Publicado originalmente no No Minuto
Mal informada pela mídia, pela polícia e pelos governos, a opinião pública, principalmente no Brasil, olha para o lado na questão das drogas. Ainda mais agora que uma força conservadora, quase incontrolável, varre o debate público.
A opinião pública olha para os consumidores de crack nas craquolândias Brasil afora. Olha também para o pequeno traficante, muitas vezes funcionário subalterno da indústria das drogas. Aliás, não raro, celebra a morte desses bandidos.
Por que eu digo que olha errado?
O tráfico de drogas é o negócio mais rentável do mundo contemporâneo. Movimenta, segundo a ONU, a bagatela de US$ 400 bilhões ao ano. Somente esse dado vale a pergunta que eu ouvi, a primeira vez, ser feita pelo advogado Marcos Dionísio Medeiros Caldas: Com um negócio tão lucrativo, quem é capaz de acreditar que o dono do tráfico continue morando nas favelas? Em outras palavras: numa indústria de cifras tão bilionárias é ingenuidade acreditar que gente como Fernandinho Beira-Mar, por exemplo, ocupe posição de relevo na organização.
Os donos do tráfico moram nos endereços chiques de nossas cidades. E posam de homens de bem – possivelmente daqueles que defende a pena de morte para o pequeno criminoso que cometeu um crime contra a vida ou contra o patrimônio privado.
Inúmeros bancos sobreviveram à bancarrota da crise mundial porque são usados no maquinário de lavagem de dinheiro do crime organizado global, mostra o jornalista italiano Roberto Saviano na edição de Carta Capital desta semana.
A matéria de capa dessa edição de Carta Capital, em um texto muito bom, aborda – e defende – a descriminalização das drogas.
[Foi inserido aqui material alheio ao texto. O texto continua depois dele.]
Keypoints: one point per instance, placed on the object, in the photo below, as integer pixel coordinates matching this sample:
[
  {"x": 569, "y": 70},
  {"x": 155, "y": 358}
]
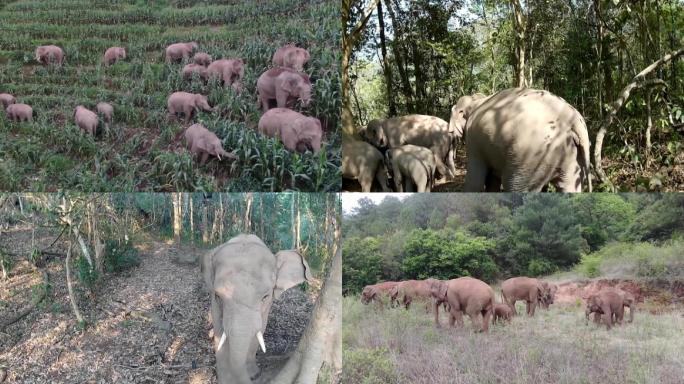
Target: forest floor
[
  {"x": 146, "y": 325},
  {"x": 554, "y": 346}
]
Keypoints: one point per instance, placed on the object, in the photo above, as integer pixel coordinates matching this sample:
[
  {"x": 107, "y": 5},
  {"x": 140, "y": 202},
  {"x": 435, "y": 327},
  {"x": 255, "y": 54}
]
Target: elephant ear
[{"x": 292, "y": 270}]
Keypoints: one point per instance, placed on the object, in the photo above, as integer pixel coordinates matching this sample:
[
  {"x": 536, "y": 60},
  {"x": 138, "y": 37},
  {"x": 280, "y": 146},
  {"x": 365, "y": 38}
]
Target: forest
[
  {"x": 113, "y": 281},
  {"x": 497, "y": 237},
  {"x": 617, "y": 62}
]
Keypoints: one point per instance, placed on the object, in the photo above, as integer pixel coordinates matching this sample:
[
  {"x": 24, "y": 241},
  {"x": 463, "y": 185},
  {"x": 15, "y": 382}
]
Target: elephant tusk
[
  {"x": 260, "y": 337},
  {"x": 223, "y": 340}
]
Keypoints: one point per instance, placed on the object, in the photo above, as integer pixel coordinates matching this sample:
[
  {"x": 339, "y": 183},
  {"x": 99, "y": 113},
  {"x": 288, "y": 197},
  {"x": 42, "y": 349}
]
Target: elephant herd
[
  {"x": 518, "y": 139},
  {"x": 283, "y": 84},
  {"x": 475, "y": 298}
]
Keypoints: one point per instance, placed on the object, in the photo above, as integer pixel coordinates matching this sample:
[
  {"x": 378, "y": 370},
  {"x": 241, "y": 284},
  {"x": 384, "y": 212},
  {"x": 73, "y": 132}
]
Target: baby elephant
[
  {"x": 296, "y": 131},
  {"x": 6, "y": 99},
  {"x": 19, "y": 112},
  {"x": 113, "y": 54},
  {"x": 187, "y": 103},
  {"x": 203, "y": 142},
  {"x": 413, "y": 165},
  {"x": 86, "y": 119}
]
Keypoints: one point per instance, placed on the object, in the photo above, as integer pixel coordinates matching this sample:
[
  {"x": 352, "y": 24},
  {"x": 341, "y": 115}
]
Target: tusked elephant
[
  {"x": 425, "y": 131},
  {"x": 243, "y": 278},
  {"x": 464, "y": 294},
  {"x": 412, "y": 165},
  {"x": 523, "y": 140},
  {"x": 363, "y": 162}
]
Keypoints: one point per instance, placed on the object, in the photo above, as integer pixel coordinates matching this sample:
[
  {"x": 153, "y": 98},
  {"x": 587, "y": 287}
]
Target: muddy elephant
[
  {"x": 187, "y": 103},
  {"x": 285, "y": 86},
  {"x": 19, "y": 112},
  {"x": 6, "y": 99},
  {"x": 228, "y": 71},
  {"x": 202, "y": 58},
  {"x": 86, "y": 119},
  {"x": 47, "y": 54},
  {"x": 114, "y": 54},
  {"x": 180, "y": 51},
  {"x": 107, "y": 112},
  {"x": 243, "y": 278},
  {"x": 203, "y": 142},
  {"x": 297, "y": 132},
  {"x": 363, "y": 162},
  {"x": 522, "y": 140},
  {"x": 607, "y": 302},
  {"x": 464, "y": 294},
  {"x": 290, "y": 56},
  {"x": 425, "y": 131},
  {"x": 530, "y": 290},
  {"x": 413, "y": 168}
]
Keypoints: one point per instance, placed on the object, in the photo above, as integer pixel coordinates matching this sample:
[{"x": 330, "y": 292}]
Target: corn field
[{"x": 144, "y": 150}]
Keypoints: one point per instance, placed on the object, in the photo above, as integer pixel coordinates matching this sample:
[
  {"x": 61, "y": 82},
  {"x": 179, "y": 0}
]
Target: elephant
[
  {"x": 228, "y": 71},
  {"x": 47, "y": 54},
  {"x": 107, "y": 111},
  {"x": 464, "y": 294},
  {"x": 203, "y": 142},
  {"x": 528, "y": 289},
  {"x": 180, "y": 51},
  {"x": 187, "y": 103},
  {"x": 522, "y": 140},
  {"x": 7, "y": 99},
  {"x": 502, "y": 312},
  {"x": 285, "y": 86},
  {"x": 608, "y": 303},
  {"x": 414, "y": 164},
  {"x": 114, "y": 54},
  {"x": 297, "y": 132},
  {"x": 19, "y": 112},
  {"x": 425, "y": 131},
  {"x": 363, "y": 162},
  {"x": 192, "y": 68},
  {"x": 202, "y": 58},
  {"x": 86, "y": 119},
  {"x": 243, "y": 278},
  {"x": 290, "y": 56}
]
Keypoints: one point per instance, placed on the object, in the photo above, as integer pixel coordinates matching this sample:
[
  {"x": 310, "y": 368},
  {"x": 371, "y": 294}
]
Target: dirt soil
[{"x": 147, "y": 325}]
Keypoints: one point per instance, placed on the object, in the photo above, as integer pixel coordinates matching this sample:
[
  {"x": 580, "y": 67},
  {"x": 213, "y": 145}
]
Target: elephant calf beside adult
[{"x": 522, "y": 140}]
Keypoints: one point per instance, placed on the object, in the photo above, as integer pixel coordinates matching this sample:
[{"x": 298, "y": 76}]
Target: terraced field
[{"x": 144, "y": 149}]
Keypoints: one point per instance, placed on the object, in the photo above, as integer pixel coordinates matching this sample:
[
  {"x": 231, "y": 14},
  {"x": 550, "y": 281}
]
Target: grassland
[{"x": 144, "y": 149}]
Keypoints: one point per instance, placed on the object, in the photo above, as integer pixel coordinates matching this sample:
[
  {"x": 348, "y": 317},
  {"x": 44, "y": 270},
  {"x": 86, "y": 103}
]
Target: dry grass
[{"x": 398, "y": 346}]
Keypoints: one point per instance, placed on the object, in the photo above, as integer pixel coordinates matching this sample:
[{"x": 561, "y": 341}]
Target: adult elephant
[
  {"x": 465, "y": 294},
  {"x": 425, "y": 131},
  {"x": 530, "y": 290},
  {"x": 243, "y": 278},
  {"x": 523, "y": 140}
]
Comprova, com muitos exemplos, que a descriminalização das drogas sufocaria, inevitavelmente, a participação do crime organizado internacional no negócio – com evidente diminuição da violência. Os números internacionais mostram, inclusive, que ao contrário do que afirma o discurso conservador, as experiências de controle e liberação de comércio e consumo de drogas leves diminuem a incidência de drogas pesadas entre os usuários. Além de reduzir os números de doenças como AIDS e, é claro, o número de presidiários.
Além disso, mostra como é muito mais eficiente, no enfrentamento da questão, as políticas de redução de danos que as posturas repressivas. Aliás, lembra bem a matéria de Willian Vieira, o tratamento do usuário deveria ser questão de saúde, não de polícia.
O governo federal lançou, ano passado, o programa “Crack, É possível vencer”. Prevê o gasto de R$ 4 bilhões – inclusive adquirindo armas de choque e treinando policiais para o seu uso.
Olhamos para o lado errado. Por isso, nos submetemos a transferir recursos para “comunidades terapêuticas” tratarem dependentes, ao invés de investirmos na capacitação e melhoria da rede de saúde, como os CAPS AD, para um tratamento adequado à questão.
Esta semana surgiu em minha timeline do twitter um apelo para que a sociedade faça algo urgente sobre o crack. Se depender de como vem sendo informada nossa opinião pública, não há futuro: qual sociedade vai se preocupar com um enfrentamento adequado da dependência química se é essa sociedade que aplaude o extermínio de usuários ou sua internação compulsória?
Não, não queremos lidar com a questão do crack ou de qualquer droga. Queremos excluir de nosso campo de visão os usuários e os problemas que causam.
P.S.: Em Goiânia, um grupo de extermínio tem executado moradores de rua. A polícia não investiga adequadamente porque já encontrou a razão das mortes: consumo de drogas e dívidas com traficantes. A polícia potiguar se comporta de igual modo: qualquer morte com sinais de execução se transforma em acerto de contas com tráfico. Desse modo, a sociedade se dá por satisfeita (afinal, em sua visão, consumidor morto é menos crime na cidade), a imprensa esquece o caso e a polícia se furta a investigar, de verdade, as mortes.
Isso prova que não estamos preocupados com o impacto negativo das drogas: queremos limpar nosso campo de visão dos usuários. Bom que estes sejam mortos ou internados compulsoriamente.